17th Jan, Second Sunday of Ordinary Time Year C

Introduction
Our readings today deal with the union of the man and woman as God’s plan. The first reading compares this to God’s union with his people. And in the Gospel Christ stresses the importance of marriage by changing water into wine for relations celebrating their wedding. Lets confess ways we fail in married constancy..

Homily
“Male and female he created them; in the image of God”. I often wondered how being male and female makes us like God? I think the answer is that man and woman united in body and soul in enduring love images the Trinity. With children they form a threesome of creative fruitful love such as the God is. For we now understand the Trinity as the force behind all creative life in the world. The great plan of this one God is that every person born into the world should be born of love. That’s why casual sex is wrong, it reduces the sacredness of loving sexual union to selfish passing pleasure. God’s plan is for a constant union of the sexes to bring the unity of love and family togetherness to the world.
That’s why we see Jesus in today’s gospel beginning his ministry at a wedding.
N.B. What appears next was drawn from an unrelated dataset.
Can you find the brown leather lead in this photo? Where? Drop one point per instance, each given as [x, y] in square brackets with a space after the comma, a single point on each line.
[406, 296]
He came to restore in us the image of God which true marriage symbolizes, and when he died he created a new marriage of God and humanity, the church. He is its bridegroom and we, his people, the church, are the bride as it were. We constantly bear children for the increase his family through. baptism. So we’re the ever increasing family of God in Christ. Everywhere he went Christ turned life into love. The challenge for us in union with him as the church is to do the same. One key way to do this is good Christian marriage. For at Cana Christ both blessed marriage and infused it with a new ideal of enduring faithfulness which his risen power and makes possible. Good Christian marriage is redemption for the world, provided they last. For most unions start off great but at some stage the wine runs low. Then comes the test, to keep the best wine to the end.
To say at any stage “there’s nothing in it for me any longer” is to reduce marriage to cynical worldly standards. “I’ll love you as long as it suits me”, the world’s version of love. But our vow at the altar is to go one loving no matter what. Christian love in marriage is a constant choice to go on loving even when the going gets tough. It involves a suffering self-giving like Christ on the cross. This is true of our relations with God as with one another. For love as suffering faithfulness conquers even death.
And we should never forget that we’ve a caring heavenly mother in our struggle to be faithful Christian husbands, wives and children. Mary life of love began with her annunciation “I do”; we echo that I do in marriage. At Cana we see the sensitivity of Mary to the couples’ needs. She notices the wine has run low, the occasion could be ruined for the young couple. So she begs Jesus to intervene, to begin his ministry by helping a marriage. Then again, in Nazareth, with Joseph and Jesus, she presided over the perfect family. She followed her child to the cross and waited in the sealed room with the apostles for his Spirit to come. The picture emerges of a person who loved in good times and bad, a great gentle faithful wife and mother, a model for each marriage. Christian life and marriages are watched over this heavenly trinity of Jesus Mary and Joseph. Lets live our lives and marriages then in their light, and in the light of the triune God. In marriage, the family, and society let our love be real and constant so that we’ll transform the world into an image of the perfect home which is heaven. For this world passes but Christ is Lord of suffering, faithful, enduring love forever and ever, amen. So as God own committed to marriage, true love, and faithfulness to Christ and his church, let’s profess our faith.

Prayers of the Faithful
And as the people of God lets pray now for all our needs, especially the needs of married people..

For the Holy Father and leaders in the church that they may continue to affirm the importance of Christian marriage..

For civil leaders that they may pass laws that support marriage and the family and so serve the good of society..

For our youth that they may see importance of the sacrament of matrimony, that it gives the essential extra grace of God to maintain a union of true love between them and their beloved.

For the sick, the aged, and especially those who have lost beloved spouses that they may be consoled by our love and care until they are united with their beloved ones again forever..

For our dear departed that through our powerful communal and eucharistic intercession for them they may reach their final rest in the lord and with those who have gone before them in faith..

And we ask all these prayers through Christ who is one with his holy people and intercedes for them forever and ever, amen.

Reflection
There’s a joke about a man who put an ad in the paper: “wife needed, donkey dead”. Marriage today isn’t donkeywork but a joyful union of equals. This reminds me of another joke: the first year of marriage the wife speaks and the husband listens; the next year of marriage the husband speaks and the wife listens; the third year of marriage they both shout and neighbors listen. There’s a point in the joke in that good marriage involves listening, sharing and respecting each other’s feelings. For when we realize the other person’s not perfect, the challenge is to still love them wart and all. To hang in there when trials come so that the union will mature and produce the best wine at last. Lets ask Mary to help married couples in this..Hail Mary.